Our initial encounter with Hypertable was trying to setup the cluster. This required the team to become familiar with Capistrano. In addition since Hypertable is setup to allow the implementer to decide which distributed file system they will use meant that the team had to first setup the Hadoop File System (HDFS) and then navigate the configuration of Hypertable to work with HDFS. This made the setup most difficult of any of solutions.
After the cluster was setup the team found that while Hypertable did perform well in raw tests the loose integration with Hadoop made for overall slow performance. The final straw for Hypertable was the lack of dynamic scaling, our solution needed to be able to scale with the needs of our clients and Hypertable was not yet up to the task. This made for a disappointing decision to rule Hypertable out of consideration.
Cassandra was originally developed by Facebook and had a pretty impressive team of engineers working on it so this seemed like a strong contender. One of the big advantages of Cassandra is supposed to be the easy configuration and deployment. We found that to be true as Cassandra was by far the easiest solution to get up and running. The team had a single node installation working in a couple of hours and found the setup of the multi-node cluster to be fairly straight forward.
Once the cluster was up and running we started to work of building a batch loader that would test the batch processing of Cassandra. The obvious solution for this work was to create a MapReduce task that would interact with the raw data and insert it into the Cassandra database. This is where we found Cassandra to have some significant issues. We ran into multiple problems getting a MapReduce task to interact with Cassandra and eventually decided the lack of documentation and issues was significant enough to rule out Cassandra.
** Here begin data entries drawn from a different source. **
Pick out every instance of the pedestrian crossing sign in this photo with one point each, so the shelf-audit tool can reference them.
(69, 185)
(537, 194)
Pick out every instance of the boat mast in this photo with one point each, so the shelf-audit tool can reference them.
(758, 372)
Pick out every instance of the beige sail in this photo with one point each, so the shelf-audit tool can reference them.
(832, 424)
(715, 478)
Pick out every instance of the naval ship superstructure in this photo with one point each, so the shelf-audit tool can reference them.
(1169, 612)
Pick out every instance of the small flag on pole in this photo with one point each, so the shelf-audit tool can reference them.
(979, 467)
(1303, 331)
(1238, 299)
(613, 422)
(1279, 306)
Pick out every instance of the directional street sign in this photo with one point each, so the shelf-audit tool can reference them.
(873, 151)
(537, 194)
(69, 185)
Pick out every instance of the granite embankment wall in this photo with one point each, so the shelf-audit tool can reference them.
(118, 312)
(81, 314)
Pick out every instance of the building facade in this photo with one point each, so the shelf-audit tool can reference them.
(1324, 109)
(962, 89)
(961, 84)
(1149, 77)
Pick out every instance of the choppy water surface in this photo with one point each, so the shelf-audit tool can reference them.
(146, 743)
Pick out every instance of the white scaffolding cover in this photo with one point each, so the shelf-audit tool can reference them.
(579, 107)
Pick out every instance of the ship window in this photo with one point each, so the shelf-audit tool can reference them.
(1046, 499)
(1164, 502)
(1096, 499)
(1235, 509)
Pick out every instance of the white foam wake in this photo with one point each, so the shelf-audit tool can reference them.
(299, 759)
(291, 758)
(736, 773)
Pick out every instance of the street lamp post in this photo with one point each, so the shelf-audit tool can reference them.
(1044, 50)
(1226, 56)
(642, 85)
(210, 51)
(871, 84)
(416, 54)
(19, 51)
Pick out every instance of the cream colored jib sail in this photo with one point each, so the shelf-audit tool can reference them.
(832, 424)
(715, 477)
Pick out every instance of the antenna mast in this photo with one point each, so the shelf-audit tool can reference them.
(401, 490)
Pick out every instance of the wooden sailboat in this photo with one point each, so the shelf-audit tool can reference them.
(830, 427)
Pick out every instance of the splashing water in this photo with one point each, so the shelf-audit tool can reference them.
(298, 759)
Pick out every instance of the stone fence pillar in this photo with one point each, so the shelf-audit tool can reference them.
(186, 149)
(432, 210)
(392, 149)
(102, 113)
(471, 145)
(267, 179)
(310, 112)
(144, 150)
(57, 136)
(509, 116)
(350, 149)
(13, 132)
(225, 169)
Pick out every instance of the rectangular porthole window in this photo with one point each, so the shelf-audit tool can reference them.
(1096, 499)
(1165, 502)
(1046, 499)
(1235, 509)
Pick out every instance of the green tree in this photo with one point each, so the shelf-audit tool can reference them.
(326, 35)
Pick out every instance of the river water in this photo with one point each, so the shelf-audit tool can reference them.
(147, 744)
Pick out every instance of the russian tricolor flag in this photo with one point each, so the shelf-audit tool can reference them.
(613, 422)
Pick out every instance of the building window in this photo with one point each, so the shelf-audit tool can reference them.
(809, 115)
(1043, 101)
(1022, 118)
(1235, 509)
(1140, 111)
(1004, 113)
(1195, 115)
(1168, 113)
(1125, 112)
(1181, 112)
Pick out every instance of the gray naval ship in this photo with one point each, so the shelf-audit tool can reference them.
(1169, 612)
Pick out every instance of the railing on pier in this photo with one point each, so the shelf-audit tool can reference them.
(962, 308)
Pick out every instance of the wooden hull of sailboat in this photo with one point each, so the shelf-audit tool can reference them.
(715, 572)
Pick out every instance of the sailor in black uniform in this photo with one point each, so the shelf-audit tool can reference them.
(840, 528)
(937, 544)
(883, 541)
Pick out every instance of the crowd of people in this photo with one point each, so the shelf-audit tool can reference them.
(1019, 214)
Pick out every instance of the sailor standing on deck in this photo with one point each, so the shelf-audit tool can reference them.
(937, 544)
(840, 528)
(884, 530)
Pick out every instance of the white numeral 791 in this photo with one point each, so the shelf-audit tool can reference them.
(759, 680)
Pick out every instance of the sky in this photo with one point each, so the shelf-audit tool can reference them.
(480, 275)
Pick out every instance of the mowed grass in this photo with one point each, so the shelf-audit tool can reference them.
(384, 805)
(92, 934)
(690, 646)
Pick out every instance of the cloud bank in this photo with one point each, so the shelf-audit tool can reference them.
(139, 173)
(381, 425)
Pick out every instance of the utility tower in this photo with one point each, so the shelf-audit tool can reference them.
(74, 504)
The final solution was the more mature HBase solution. The first task in the HBase solution was to get the Hadoop and HBase services up and running. We initial got a single node cluster up and running which did not leverage the Hadoop File System (HDFS) and was consequently extremely easy to setup.
The 5 node cluster on the other hand was much more difficult. Originally we tried using the base Apache version of both Hadoop and HBase and had significant issues getting the servers to communicate and while HBase has extensive documentation the configuration items are extensive and it is very easy to miss configure part of the system and cause significant issues. Eventually the team found the Cloudera versions of Hadoop and HBase, these versions come with significant scripts that help with the configuration, especially in the EC2 environment.
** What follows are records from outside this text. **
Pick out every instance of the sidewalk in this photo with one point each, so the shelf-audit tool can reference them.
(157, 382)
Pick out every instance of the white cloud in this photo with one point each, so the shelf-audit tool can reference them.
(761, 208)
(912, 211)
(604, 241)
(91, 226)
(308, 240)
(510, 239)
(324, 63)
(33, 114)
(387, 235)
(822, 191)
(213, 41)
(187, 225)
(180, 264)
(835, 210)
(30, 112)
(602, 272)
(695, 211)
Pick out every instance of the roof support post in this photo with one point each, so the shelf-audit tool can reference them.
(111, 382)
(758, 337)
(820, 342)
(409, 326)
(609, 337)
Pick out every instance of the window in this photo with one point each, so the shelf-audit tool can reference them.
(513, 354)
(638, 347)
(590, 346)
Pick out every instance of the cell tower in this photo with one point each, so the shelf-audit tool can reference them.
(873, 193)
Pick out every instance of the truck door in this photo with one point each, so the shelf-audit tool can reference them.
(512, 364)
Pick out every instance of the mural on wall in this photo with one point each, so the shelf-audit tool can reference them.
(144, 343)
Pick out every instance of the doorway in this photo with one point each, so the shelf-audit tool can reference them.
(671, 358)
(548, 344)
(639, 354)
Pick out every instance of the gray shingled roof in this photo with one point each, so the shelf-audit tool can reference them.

Once the system was up and running we took the raw test data and begin the task of writing a batch loader. Initially we took a naïve approach to this and did raw inserts inside of Map Reduce tasks. Since HBase is build on top of Hadoop it was extremely easy to execute Map Reduce tasks against the database and we quickly had the naïve approach working. Finding the initial performance to be not desirable we found the HBase bulk load facility (http://hbase.apache.org/bulk-loads.html). The basic mechanics of this approach are to read the raw data into a Map Reduce task that actually writes directly to the file system a set of files that represent the HBase table. This allows for very fast loading of data and we achieved acceptable performance using this method. We will have a later blog article that gives a walk through on how this can be done and some of the issues we encountered and how we overcame them.
Having become comfortable with HBase and having found that the community support and activity we much larger than the other candidates, along with the issues with the other candidates the team decided to adopt HBase as Deerwalk’s distributed database engine.